We regularly bid on contracts that require unskilled and semi-skilled workers to provide facilities maintenance and security guard services across the country. On several occasions, potential contracts have been lost to the lowest bidder contractor, who, when you do the math, could not be paying the statutory state prevailing or minimum wages. As a result, we see good contract opportunities awarded to companies with questionable hiring practices.

 Companies that utilize unscrupulous vendors who knowingly violate immigration laws can find themselves exposed to significant risks. The reality is that many entry level jobs are labor intensive, and are filled by hard-working immigrants. Workplace accidents and incidents can expose well-meaning companies to expensive lawsuits and employment-related litigation.

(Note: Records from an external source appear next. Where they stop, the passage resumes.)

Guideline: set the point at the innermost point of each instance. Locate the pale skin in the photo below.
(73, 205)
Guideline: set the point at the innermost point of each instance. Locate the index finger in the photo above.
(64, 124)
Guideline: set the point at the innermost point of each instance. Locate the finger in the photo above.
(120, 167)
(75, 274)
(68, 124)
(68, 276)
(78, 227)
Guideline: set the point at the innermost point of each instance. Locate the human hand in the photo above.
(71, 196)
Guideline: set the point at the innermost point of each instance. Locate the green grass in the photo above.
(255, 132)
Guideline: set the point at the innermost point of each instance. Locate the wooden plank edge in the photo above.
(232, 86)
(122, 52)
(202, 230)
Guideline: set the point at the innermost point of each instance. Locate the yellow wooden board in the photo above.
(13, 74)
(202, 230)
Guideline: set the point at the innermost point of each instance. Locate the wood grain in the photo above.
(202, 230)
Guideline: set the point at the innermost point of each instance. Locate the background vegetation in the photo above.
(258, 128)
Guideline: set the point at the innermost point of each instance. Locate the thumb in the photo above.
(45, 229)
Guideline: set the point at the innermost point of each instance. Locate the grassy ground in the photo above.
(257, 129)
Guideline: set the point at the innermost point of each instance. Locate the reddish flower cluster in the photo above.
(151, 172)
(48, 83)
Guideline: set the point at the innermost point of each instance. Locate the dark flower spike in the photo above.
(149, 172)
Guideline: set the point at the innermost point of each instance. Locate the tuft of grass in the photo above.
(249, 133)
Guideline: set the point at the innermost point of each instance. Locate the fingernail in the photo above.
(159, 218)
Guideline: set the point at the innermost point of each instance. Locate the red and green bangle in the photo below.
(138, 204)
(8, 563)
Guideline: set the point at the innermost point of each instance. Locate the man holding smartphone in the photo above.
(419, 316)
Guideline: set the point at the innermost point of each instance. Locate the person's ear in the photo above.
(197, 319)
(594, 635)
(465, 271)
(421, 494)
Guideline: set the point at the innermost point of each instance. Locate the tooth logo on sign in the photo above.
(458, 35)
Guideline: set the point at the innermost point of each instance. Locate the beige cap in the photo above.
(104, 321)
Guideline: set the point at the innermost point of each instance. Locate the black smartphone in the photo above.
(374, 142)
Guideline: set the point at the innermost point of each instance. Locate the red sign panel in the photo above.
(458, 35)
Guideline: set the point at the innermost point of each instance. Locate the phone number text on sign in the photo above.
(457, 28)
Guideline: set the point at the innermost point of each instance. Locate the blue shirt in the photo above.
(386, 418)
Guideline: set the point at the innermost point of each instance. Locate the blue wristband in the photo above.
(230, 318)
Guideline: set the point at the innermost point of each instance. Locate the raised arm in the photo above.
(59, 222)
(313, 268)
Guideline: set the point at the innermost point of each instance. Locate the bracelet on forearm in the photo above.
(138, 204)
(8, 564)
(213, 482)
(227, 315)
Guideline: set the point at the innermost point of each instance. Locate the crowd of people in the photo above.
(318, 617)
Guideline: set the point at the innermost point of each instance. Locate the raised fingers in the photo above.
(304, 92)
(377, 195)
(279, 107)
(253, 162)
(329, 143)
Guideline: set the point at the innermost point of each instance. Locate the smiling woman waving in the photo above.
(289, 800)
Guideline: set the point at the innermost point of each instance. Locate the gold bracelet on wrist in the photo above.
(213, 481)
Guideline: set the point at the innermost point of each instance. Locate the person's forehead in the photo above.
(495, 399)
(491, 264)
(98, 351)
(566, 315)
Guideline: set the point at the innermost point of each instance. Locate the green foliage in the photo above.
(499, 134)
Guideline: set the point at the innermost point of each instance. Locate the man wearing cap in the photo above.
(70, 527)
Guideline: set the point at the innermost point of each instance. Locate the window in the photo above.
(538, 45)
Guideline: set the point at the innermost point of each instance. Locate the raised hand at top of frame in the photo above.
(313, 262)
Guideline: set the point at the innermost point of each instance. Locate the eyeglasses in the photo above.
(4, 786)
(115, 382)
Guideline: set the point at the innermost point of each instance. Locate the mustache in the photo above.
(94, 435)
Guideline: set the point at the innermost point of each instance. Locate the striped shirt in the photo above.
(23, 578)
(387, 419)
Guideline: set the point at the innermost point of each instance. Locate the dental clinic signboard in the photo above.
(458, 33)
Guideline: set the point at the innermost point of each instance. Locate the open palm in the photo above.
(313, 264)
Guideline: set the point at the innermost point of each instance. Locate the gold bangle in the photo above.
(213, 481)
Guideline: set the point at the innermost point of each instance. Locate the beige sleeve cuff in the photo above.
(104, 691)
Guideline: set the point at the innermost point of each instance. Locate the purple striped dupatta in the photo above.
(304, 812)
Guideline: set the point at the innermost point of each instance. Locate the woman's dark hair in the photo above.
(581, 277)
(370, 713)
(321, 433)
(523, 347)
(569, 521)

To be compliant with our current immigration laws, our human resources department conducts an extensive background inspection of all potential hires. We begin our application process by requiring at least two forms of identification. We have found it beneficial to look at the individual’s original Social Security cards to confirm that it is not a copy.

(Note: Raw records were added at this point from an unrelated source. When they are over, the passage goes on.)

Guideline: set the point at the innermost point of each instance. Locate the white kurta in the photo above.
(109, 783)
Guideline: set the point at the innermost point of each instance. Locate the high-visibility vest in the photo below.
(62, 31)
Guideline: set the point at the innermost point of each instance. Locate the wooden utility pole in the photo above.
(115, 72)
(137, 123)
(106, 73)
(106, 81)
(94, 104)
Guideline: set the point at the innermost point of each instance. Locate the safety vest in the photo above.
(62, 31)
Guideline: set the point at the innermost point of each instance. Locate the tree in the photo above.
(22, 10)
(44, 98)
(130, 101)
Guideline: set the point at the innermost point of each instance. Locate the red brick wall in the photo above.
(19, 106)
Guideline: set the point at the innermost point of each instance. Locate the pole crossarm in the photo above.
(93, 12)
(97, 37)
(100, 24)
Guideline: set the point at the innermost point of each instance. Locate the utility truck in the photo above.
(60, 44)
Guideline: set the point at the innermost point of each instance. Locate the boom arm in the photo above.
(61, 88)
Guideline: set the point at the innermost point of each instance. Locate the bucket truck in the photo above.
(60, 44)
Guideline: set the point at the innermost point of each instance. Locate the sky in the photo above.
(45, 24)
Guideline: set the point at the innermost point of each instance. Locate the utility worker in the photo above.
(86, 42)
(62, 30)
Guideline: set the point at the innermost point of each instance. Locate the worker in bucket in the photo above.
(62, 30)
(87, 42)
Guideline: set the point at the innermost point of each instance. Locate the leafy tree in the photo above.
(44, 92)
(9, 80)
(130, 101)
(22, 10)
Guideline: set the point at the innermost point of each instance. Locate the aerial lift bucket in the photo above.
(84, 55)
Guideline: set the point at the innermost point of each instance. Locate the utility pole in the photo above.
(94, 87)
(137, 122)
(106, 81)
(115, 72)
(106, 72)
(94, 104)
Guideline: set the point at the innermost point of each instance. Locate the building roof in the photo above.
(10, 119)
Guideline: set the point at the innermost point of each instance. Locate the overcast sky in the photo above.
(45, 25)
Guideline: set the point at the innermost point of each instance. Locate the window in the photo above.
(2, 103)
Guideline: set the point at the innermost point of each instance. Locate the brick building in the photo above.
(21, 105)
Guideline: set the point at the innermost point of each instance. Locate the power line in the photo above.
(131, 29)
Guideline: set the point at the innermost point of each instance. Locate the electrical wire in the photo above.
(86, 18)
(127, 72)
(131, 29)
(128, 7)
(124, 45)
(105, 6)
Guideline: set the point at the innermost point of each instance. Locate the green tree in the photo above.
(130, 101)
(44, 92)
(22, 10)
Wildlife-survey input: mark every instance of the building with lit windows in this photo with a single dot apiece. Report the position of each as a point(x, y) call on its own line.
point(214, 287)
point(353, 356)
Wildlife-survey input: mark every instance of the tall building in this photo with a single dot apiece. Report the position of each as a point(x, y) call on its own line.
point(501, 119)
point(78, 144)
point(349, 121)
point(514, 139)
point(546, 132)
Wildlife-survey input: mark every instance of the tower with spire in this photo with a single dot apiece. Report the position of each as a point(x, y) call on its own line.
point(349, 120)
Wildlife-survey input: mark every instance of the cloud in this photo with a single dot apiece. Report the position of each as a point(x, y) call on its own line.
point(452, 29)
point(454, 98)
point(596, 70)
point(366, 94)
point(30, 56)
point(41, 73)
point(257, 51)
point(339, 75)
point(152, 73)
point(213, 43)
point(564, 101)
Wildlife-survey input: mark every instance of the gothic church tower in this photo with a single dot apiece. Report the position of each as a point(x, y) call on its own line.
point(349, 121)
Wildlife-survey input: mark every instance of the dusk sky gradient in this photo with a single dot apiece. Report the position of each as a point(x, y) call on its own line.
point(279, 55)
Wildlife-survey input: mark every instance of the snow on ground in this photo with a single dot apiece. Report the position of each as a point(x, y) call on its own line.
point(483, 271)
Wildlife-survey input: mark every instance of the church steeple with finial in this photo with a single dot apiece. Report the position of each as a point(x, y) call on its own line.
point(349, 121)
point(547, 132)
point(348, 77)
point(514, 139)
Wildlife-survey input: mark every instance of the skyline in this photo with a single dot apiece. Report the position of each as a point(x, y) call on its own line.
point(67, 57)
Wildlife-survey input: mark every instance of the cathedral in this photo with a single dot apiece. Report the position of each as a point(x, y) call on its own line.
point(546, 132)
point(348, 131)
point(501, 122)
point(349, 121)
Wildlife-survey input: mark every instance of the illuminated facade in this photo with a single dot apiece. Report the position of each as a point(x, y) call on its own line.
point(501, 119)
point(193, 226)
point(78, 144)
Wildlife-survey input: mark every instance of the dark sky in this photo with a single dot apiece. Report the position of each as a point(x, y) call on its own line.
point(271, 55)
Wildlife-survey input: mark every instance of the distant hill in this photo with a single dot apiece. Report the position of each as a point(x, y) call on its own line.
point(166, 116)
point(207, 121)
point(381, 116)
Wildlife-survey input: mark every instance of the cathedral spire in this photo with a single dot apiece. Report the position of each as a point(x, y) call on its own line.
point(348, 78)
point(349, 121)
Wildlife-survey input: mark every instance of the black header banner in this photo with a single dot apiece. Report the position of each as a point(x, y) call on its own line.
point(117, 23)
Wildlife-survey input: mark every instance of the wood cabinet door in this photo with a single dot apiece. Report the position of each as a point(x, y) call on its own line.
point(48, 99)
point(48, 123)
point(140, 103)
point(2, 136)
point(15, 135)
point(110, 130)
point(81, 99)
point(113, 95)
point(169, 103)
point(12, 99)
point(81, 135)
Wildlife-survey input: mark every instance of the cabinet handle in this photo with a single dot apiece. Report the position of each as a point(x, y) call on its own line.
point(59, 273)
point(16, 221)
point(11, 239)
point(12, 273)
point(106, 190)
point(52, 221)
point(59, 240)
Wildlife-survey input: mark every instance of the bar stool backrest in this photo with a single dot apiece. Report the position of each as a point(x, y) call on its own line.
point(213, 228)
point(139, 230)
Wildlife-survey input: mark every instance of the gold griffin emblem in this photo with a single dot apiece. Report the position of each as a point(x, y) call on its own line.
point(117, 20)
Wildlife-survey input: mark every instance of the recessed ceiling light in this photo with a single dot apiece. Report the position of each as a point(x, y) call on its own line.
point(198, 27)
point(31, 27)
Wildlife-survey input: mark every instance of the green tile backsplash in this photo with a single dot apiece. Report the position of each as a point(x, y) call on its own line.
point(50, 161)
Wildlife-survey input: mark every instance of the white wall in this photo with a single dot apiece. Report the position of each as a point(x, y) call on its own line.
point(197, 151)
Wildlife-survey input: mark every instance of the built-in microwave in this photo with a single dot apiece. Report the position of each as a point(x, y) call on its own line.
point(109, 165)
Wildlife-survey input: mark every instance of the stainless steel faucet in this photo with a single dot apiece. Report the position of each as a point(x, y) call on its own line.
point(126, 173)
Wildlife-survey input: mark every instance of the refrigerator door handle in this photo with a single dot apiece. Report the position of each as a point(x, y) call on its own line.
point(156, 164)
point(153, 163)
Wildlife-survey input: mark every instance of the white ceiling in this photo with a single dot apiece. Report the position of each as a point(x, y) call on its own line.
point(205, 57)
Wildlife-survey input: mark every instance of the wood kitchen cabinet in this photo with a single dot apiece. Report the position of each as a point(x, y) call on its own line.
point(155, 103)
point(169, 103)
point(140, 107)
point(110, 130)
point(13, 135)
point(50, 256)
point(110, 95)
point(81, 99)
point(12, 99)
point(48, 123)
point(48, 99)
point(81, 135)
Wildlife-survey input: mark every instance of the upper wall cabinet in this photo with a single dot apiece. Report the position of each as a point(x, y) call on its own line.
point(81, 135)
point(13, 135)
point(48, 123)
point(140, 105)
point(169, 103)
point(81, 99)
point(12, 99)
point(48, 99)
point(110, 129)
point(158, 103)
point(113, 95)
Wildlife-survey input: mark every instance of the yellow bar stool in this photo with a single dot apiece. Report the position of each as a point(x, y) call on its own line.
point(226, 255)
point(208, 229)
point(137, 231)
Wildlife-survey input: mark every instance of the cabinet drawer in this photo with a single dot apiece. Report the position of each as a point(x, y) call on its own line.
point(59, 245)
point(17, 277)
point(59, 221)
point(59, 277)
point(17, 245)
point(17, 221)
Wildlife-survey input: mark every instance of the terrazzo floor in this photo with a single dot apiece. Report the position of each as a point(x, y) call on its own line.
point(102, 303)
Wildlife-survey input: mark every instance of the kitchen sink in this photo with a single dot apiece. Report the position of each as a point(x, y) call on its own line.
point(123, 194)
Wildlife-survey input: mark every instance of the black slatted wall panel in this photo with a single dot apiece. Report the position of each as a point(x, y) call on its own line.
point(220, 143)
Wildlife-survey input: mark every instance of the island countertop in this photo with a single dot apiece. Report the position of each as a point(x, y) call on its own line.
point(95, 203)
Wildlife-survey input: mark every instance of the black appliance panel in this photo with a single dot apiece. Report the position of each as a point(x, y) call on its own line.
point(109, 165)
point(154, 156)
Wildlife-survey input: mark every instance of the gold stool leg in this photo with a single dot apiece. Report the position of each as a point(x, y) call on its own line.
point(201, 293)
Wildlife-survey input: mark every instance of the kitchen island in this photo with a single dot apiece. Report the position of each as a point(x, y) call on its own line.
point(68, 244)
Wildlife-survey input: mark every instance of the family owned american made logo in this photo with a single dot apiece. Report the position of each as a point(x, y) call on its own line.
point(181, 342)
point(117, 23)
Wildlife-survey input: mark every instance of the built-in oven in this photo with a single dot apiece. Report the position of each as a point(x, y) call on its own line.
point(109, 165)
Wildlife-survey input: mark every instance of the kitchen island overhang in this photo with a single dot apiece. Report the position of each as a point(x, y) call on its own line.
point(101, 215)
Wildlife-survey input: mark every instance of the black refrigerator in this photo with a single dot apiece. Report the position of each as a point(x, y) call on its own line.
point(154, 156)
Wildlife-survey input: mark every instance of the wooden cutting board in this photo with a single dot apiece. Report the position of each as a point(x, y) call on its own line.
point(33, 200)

Copies of identification are not acceptable. The federal government’s E-Verify system, along with similar electronic databases are used to check the accuracy of Social Security numbers, driver’s licenses and criminal background information. We have found the E-Verify system to be precise, easy-to-use and efficient.

With staffing levels pared down, small businesses have to make do with smaller teams — which mean that there is little or no experience inside the company to cover the skill deficit. Too often, the dislocated worker lacks the relevance of similar work skills to match customer expected results. Successful hiring will require an on-boarding program that includes on-demand skills training.

Yet hiring and training an employee costs more than 40 percent of the employees’ wages, experts say. That’s expensive, and many small businesses are challenged to constantly find growth opportunities. Workers employed by small businesses make up 52 percent of the national workforce — that’s 47.7 million Americans who work for companies that employ less than 500 persons, according to the federal government. In light of these facts, the government should recognize that small businesses are more likely than large corporations to hire from within their communities. Unlike large, conglomerate corporations that have mega headquarters and stockholders to answer to, small businesses are more likely to reinvest in their communities through purchases of local products and services. Government programs that encourage and enhance the growth of small businesses ensure a strong future for the American economy.

Too often, small businesses struggle to sustain employment for their workers within the constraints of very small profit margins. Too often, employee hiring and training suffer. Yet commitment to hiring and ongoing training is essential in America’s future. Government spending geared toward boosting employment and job skills for our workers would be money well invested in America's future.

Michelle Benjamin is founder and CEO of Benjamin Enterprises, a New York based firm that manages facilities and maintenance for companies.